Sixthly, grading card models:

and (3) a single-dimensional grading algorithm:

score＝A+B*ln(odds)，

wherein P is the probability of a bad user;

the single-dimensional score interval algorithm is as follows:

wherein B is the fractional increase of PDO (pointopodedods) for each 1-fold increase of odds

Substituting the score p0 when odds is θ _0, the score p0+ PDO when odds is 2 θ _0 into the score formula;

the final score determination is shown in the following table:

in the model, the potential score of the enterprise in the year is obtained by the formula, wherein the benchmark score is 50 scores, and the score of the double rate (PDO) is 5 scores. Through the process, the scores of all enterprises in the industry of travel are calculated, and the construction of an industry credit development trend analysis model is completed.

Although embodiments of the present invention have been shown and described, it will be appreciated by those skilled in the art that changes, modifications, substitutions and alterations can be made in these embodiments without departing from the principles and spirit of the invention, the scope of which is defined in the appended claims and their equivalents.

Claims

1. An enterprise credit scoring model generation algorithm based on credit big data labels is characterized in that: the method comprises the following steps:

3. processing the enterprise label matrix by using the (k, epsilon) -core set;

5. taking the IV value as a single variable screening standard;

6. fitting the screened variables to a logistic regression model;

2. The enterprise credit scoring model generation algorithm based on credit big data labels as claimed in claim 1, wherein: in the step 1, original data of the enterprise is labeled through the original data of the enterprise obtained from the public information credit platform based on a label classification and quantitative analysis method of credit big data, and an enterprise label matrix is constructed.
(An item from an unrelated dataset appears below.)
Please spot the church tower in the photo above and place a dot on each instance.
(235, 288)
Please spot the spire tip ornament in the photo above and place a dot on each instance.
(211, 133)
3. The enterprise credit scoring model generation algorithm based on credit big data labels as claimed in claim 1, wherein: in the step 2, different identity tags are screened according to different analysis scenes, and different enterprise scene tag databases are constructed.

4. The enterprise credit scoring model generation algorithm based on credit big data labels as claimed in claim 1, wherein: and 3, the (k, epsilon) -kernel set based algorithm is used for compressing the sparse matrix and reducing the complexity of the operation space and the time complexity.

5. The enterprise credit scoring model generation algorithm based on credit big data labels as claimed in claim 1, wherein: the step 4 of constructing the random forest comprises the following steps:

6. The enterprise credit scoring model generation algorithm based on credit big data labels as claimed in claim 1, wherein: in the step 5, the data index generated in the step 3 is evaluated according to the WOE value and the IV value;

1) WOE value calculation formula:

pgood is the occupancy of the good sample under the value of the label;

2) IV value calculation formula:

wherein N is the number of the labels with the value capable.

7. The enterprise credit scoring model generation algorithm based on credit big data labels as claimed in claim 1, wherein: and 6, fitting a logistic regression model according to the variables obtained after the screening, calculating the weight of each dimension, and combining the WOE value and the regression coefficient of each dimension to obtain the credit score of the enterprise by combining the scoring card model mentioned in the step 7.